Think About “Such Things”
Laura MacCorkleLaura MacCorkle's Weblog
- 2011 Oct 21
Finally brothers, whatever is true, whatever is noble, whatever is right, whatever is pure, whatever is lovely, whatever is admirable—if anything is excellent or praiseworthy—think about such things.
How often do we think about “such things” as Paul refers to in his exhortation to the church at Philippi in the book of Philippians? And how often does that translate to excellence in our lives?
Not often enough, right?
I dare say what most occupies our head space is that which is on our schedule or what will make us feel good or sometimes, gulp, what we shouldn’t be thinking about . . . i.e. anything that is the antithesis to the list of descriptors Paul’s called out in verse 8 above.
But today, a new film and an unusual television show have got me thinking about “such things” that I think coincide with what he is saying.
Thanks to a film called The Way, I’ve been thinking about the meaning of life, how I interact with others in community and what my purpose is in this world. It opened in limited release earlier this month and Crosswalk ran a review of it then. But the net will be cast a little farther today when The Way releases wide in many more theaters.
Directed by Emilio Estevez and starring his father Martin Sheen, this film is not one I expected to like. I know, shame on me. But we all have expectations (however uninformed or misguided they may be) before seeing a movie, right? And in this case, mine were not set very high.
Thankfully, though, I was pleasantly surprised. Here is a travel lover’s visual feast that weaves a story of a father and son reconnecting (thanks to the help of other travelers) via the Camino de Santiago—the “Way of St. James”—a 500-mile pilgrimage beginning in France, weaving through the Basque Country of Spain and ending at the Cathedral of Santiago de Compostela. Sure, it moved a little slowly as the story unfolded and the miles of the pilgrims’ progress ticked by as they stopped here and there, had a few squabbles and eventually learned to trust one another. But after a while I found the meandering pace and the gorgeous scenery quite effective as my thoughts were stirred and I considered my own life path, who is on it with me (and the condition of those relationships) and what my overall journey is looking like at this point.
I had the opportunity to interview Emilio and Martin a few weeks ago and enjoyed hearing how the film’s father and son characters mirrored the acting duo’s real-life relationship and had caused them to reconsider their spiritual beliefs, as well as their places and purposes in this world.

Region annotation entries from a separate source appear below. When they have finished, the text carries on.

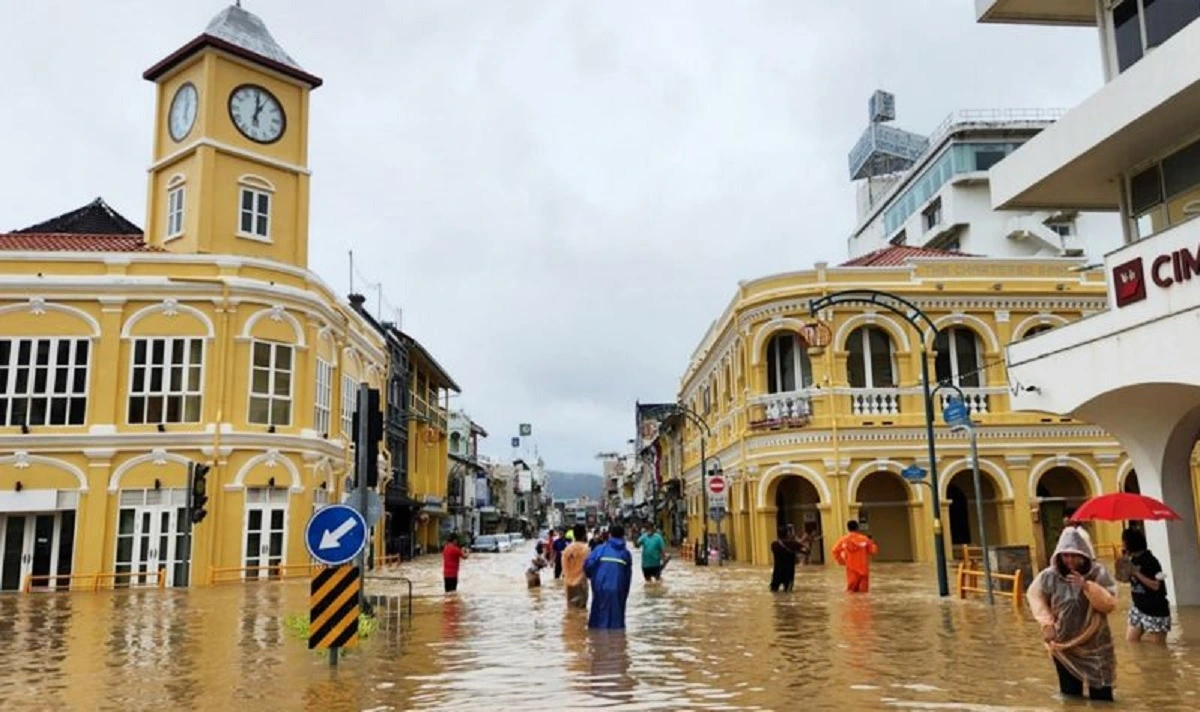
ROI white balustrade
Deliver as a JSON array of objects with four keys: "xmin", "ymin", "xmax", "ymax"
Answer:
[
  {"xmin": 850, "ymin": 388, "xmax": 900, "ymax": 415},
  {"xmin": 940, "ymin": 388, "xmax": 991, "ymax": 415}
]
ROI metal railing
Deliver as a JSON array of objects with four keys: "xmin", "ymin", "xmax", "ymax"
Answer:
[
  {"xmin": 22, "ymin": 568, "xmax": 167, "ymax": 593},
  {"xmin": 955, "ymin": 564, "xmax": 1025, "ymax": 610},
  {"xmin": 209, "ymin": 563, "xmax": 325, "ymax": 586}
]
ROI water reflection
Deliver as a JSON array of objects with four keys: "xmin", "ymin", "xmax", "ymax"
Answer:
[{"xmin": 0, "ymin": 552, "xmax": 1200, "ymax": 712}]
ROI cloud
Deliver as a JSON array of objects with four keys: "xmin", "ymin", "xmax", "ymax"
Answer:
[{"xmin": 0, "ymin": 0, "xmax": 1100, "ymax": 471}]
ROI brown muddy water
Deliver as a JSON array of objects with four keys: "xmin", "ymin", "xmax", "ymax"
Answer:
[{"xmin": 0, "ymin": 546, "xmax": 1200, "ymax": 712}]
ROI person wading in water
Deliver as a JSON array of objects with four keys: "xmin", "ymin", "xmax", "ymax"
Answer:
[
  {"xmin": 770, "ymin": 527, "xmax": 802, "ymax": 593},
  {"xmin": 1026, "ymin": 527, "xmax": 1117, "ymax": 701},
  {"xmin": 583, "ymin": 525, "xmax": 634, "ymax": 629},
  {"xmin": 833, "ymin": 519, "xmax": 880, "ymax": 593}
]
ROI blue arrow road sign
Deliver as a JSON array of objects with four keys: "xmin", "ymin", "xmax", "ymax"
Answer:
[
  {"xmin": 942, "ymin": 399, "xmax": 971, "ymax": 426},
  {"xmin": 304, "ymin": 504, "xmax": 367, "ymax": 567}
]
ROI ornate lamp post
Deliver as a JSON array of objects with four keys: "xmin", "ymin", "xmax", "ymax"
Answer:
[{"xmin": 809, "ymin": 289, "xmax": 950, "ymax": 597}]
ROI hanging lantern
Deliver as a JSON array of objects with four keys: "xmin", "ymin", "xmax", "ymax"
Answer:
[{"xmin": 802, "ymin": 321, "xmax": 833, "ymax": 357}]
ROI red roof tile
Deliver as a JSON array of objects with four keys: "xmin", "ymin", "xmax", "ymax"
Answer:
[
  {"xmin": 0, "ymin": 233, "xmax": 161, "ymax": 252},
  {"xmin": 841, "ymin": 245, "xmax": 978, "ymax": 267}
]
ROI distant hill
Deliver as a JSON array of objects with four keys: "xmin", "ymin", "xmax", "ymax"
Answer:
[{"xmin": 546, "ymin": 469, "xmax": 604, "ymax": 499}]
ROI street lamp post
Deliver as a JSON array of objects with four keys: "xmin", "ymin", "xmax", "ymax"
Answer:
[
  {"xmin": 931, "ymin": 383, "xmax": 996, "ymax": 605},
  {"xmin": 673, "ymin": 403, "xmax": 713, "ymax": 566},
  {"xmin": 809, "ymin": 289, "xmax": 950, "ymax": 597}
]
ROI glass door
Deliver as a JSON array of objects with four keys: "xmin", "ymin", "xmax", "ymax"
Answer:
[
  {"xmin": 0, "ymin": 514, "xmax": 28, "ymax": 591},
  {"xmin": 114, "ymin": 490, "xmax": 191, "ymax": 587},
  {"xmin": 242, "ymin": 487, "xmax": 288, "ymax": 579}
]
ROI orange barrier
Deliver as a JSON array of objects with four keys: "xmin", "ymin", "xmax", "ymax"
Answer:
[
  {"xmin": 22, "ymin": 568, "xmax": 167, "ymax": 593},
  {"xmin": 209, "ymin": 563, "xmax": 325, "ymax": 586},
  {"xmin": 956, "ymin": 564, "xmax": 1025, "ymax": 610}
]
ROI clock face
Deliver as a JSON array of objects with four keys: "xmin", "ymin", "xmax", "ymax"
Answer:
[
  {"xmin": 229, "ymin": 84, "xmax": 288, "ymax": 143},
  {"xmin": 167, "ymin": 82, "xmax": 200, "ymax": 143}
]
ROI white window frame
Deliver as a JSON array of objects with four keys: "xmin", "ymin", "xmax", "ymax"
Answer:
[
  {"xmin": 312, "ymin": 357, "xmax": 334, "ymax": 436},
  {"xmin": 935, "ymin": 327, "xmax": 985, "ymax": 388},
  {"xmin": 342, "ymin": 373, "xmax": 359, "ymax": 443},
  {"xmin": 166, "ymin": 175, "xmax": 187, "ymax": 240},
  {"xmin": 767, "ymin": 331, "xmax": 812, "ymax": 393},
  {"xmin": 0, "ymin": 336, "xmax": 95, "ymax": 427},
  {"xmin": 125, "ymin": 336, "xmax": 205, "ymax": 425},
  {"xmin": 846, "ymin": 324, "xmax": 900, "ymax": 390},
  {"xmin": 246, "ymin": 339, "xmax": 296, "ymax": 427},
  {"xmin": 235, "ymin": 175, "xmax": 275, "ymax": 243}
]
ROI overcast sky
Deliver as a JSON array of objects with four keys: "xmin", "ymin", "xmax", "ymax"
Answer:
[{"xmin": 0, "ymin": 0, "xmax": 1100, "ymax": 472}]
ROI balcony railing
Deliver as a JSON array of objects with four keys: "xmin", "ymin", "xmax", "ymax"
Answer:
[
  {"xmin": 850, "ymin": 388, "xmax": 901, "ymax": 415},
  {"xmin": 750, "ymin": 391, "xmax": 812, "ymax": 430}
]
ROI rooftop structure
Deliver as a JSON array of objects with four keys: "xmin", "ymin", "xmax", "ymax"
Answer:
[{"xmin": 848, "ymin": 92, "xmax": 1118, "ymax": 257}]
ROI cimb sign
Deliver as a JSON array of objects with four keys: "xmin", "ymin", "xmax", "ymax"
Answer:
[{"xmin": 1112, "ymin": 247, "xmax": 1200, "ymax": 307}]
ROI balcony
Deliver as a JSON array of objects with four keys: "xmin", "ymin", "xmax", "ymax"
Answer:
[
  {"xmin": 937, "ymin": 385, "xmax": 1007, "ymax": 415},
  {"xmin": 850, "ymin": 388, "xmax": 901, "ymax": 415},
  {"xmin": 750, "ymin": 391, "xmax": 812, "ymax": 430},
  {"xmin": 991, "ymin": 16, "xmax": 1200, "ymax": 210},
  {"xmin": 976, "ymin": 0, "xmax": 1096, "ymax": 26}
]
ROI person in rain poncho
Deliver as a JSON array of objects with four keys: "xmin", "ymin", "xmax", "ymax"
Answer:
[
  {"xmin": 1026, "ymin": 527, "xmax": 1117, "ymax": 700},
  {"xmin": 583, "ymin": 525, "xmax": 634, "ymax": 629}
]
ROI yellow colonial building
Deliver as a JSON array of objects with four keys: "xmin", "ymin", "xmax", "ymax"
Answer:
[
  {"xmin": 0, "ymin": 7, "xmax": 403, "ymax": 591},
  {"xmin": 659, "ymin": 246, "xmax": 1136, "ymax": 563}
]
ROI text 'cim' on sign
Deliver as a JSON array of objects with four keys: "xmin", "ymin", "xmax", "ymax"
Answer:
[{"xmin": 308, "ymin": 566, "xmax": 361, "ymax": 650}]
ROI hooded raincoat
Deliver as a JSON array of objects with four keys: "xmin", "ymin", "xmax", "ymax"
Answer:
[
  {"xmin": 583, "ymin": 537, "xmax": 634, "ymax": 629},
  {"xmin": 1026, "ymin": 527, "xmax": 1117, "ymax": 689}
]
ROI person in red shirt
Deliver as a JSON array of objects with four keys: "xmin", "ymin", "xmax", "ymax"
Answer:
[
  {"xmin": 833, "ymin": 520, "xmax": 880, "ymax": 593},
  {"xmin": 442, "ymin": 534, "xmax": 469, "ymax": 593}
]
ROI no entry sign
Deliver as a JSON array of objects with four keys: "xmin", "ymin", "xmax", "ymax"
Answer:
[{"xmin": 708, "ymin": 474, "xmax": 725, "ymax": 509}]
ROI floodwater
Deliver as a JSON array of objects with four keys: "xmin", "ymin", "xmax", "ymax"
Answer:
[{"xmin": 0, "ymin": 546, "xmax": 1200, "ymax": 712}]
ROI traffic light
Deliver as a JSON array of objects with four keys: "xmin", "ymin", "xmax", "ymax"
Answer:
[
  {"xmin": 187, "ymin": 462, "xmax": 212, "ymax": 525},
  {"xmin": 354, "ymin": 388, "xmax": 383, "ymax": 489}
]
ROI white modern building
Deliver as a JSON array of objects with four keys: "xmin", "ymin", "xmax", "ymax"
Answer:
[
  {"xmin": 976, "ymin": 0, "xmax": 1200, "ymax": 605},
  {"xmin": 847, "ymin": 91, "xmax": 1121, "ymax": 258}
]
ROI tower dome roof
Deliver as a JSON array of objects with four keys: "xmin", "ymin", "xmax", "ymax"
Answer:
[
  {"xmin": 142, "ymin": 2, "xmax": 322, "ymax": 89},
  {"xmin": 204, "ymin": 5, "xmax": 300, "ymax": 70}
]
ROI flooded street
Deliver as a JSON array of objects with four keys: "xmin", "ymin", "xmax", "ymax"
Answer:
[{"xmin": 0, "ymin": 551, "xmax": 1200, "ymax": 712}]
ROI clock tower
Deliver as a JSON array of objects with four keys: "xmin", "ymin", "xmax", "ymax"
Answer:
[{"xmin": 143, "ymin": 2, "xmax": 322, "ymax": 268}]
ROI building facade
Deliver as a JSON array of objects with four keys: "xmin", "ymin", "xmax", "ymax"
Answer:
[
  {"xmin": 660, "ymin": 247, "xmax": 1129, "ymax": 563},
  {"xmin": 976, "ymin": 0, "xmax": 1200, "ymax": 605},
  {"xmin": 0, "ymin": 7, "xmax": 388, "ymax": 590}
]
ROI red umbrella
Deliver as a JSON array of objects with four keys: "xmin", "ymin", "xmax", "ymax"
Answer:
[{"xmin": 1070, "ymin": 492, "xmax": 1181, "ymax": 521}]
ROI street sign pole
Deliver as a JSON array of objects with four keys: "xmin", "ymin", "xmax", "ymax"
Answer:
[
  {"xmin": 354, "ymin": 383, "xmax": 376, "ymax": 600},
  {"xmin": 967, "ymin": 425, "xmax": 996, "ymax": 605}
]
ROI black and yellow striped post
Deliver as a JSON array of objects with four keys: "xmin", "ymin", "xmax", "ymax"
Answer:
[{"xmin": 308, "ymin": 566, "xmax": 361, "ymax": 665}]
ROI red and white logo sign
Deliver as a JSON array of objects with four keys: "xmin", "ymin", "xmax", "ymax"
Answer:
[{"xmin": 1112, "ymin": 257, "xmax": 1146, "ymax": 307}]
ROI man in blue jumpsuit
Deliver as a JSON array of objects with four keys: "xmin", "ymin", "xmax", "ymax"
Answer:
[{"xmin": 583, "ymin": 525, "xmax": 634, "ymax": 629}]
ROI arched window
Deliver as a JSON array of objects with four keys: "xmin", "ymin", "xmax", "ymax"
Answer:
[
  {"xmin": 846, "ymin": 327, "xmax": 896, "ymax": 388},
  {"xmin": 934, "ymin": 327, "xmax": 983, "ymax": 388},
  {"xmin": 767, "ymin": 331, "xmax": 812, "ymax": 393},
  {"xmin": 1021, "ymin": 324, "xmax": 1054, "ymax": 339}
]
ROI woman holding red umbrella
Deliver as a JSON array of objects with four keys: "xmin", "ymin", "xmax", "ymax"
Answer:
[{"xmin": 1118, "ymin": 529, "xmax": 1171, "ymax": 645}]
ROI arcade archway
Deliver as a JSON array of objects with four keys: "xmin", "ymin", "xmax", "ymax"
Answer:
[
  {"xmin": 775, "ymin": 474, "xmax": 824, "ymax": 563},
  {"xmin": 854, "ymin": 471, "xmax": 916, "ymax": 561}
]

Now, way on the other end of the life spectrum, BIO Channel’s I Survived ... Beyond and Back has also caused me to consider our earthly existence, its meaning and what I am living for while still alive and kicking.
Part of A&E Television Networks, BIO Channel (also known as Biography Channel) premiered six episodes of this documentary-style show last year. During an hour timeframe, two to three profiles of survivors who flatlined and then came back to life are powerfully told . . . by the very survivors themselves. It’s important to note that the channel takes no religious or philosophical position, so the claims of those who say they experienced heaven or hell during the moments they were pronounced dead are their very own.
I talked with Fred Grinstein, Director of Nonfiction and Alternative Programming at A&E Television Networks earlier this week, and have seen the second season’s premiere episode which airs this coming Sunday night, October 23, 2011 (check your local listings for times). To say the least, I was fascinated by the stories of Tyrone, Mick and Noelle, who each—as a result of accidents or grave medical conditions—was pronounced dead for several minutes and then came back to life.
Tyrone says he stood at the gates of hell. Mick remembers talking with Moses and then felt the Almighty’s hand on his shoulder. Noelle recollects seeing a deceased uncle in heaven before she was resuscitated.
I can tell you that it’s not kooky-crazy entertainment at all. The stories are told in a very factual and straightforward manner. But whether you believe these survivors actually encountered what they say they did in their moments of death or not, what can be verified are the changes each have made in their lives since.
While watching, I found myself thinking about what it would take to shake me out of my day-to-day complacency that is so easy to fall into. Would it take a death experience like these three individuals had gone through for me to awaken to all that God wants to do in and through my life if I would only surrender it to him?
Both I Survived ... Beyond and Back and The Way offer a lot to chew on. So consider my thoughts provoked. Because I'm thinking about “such things.”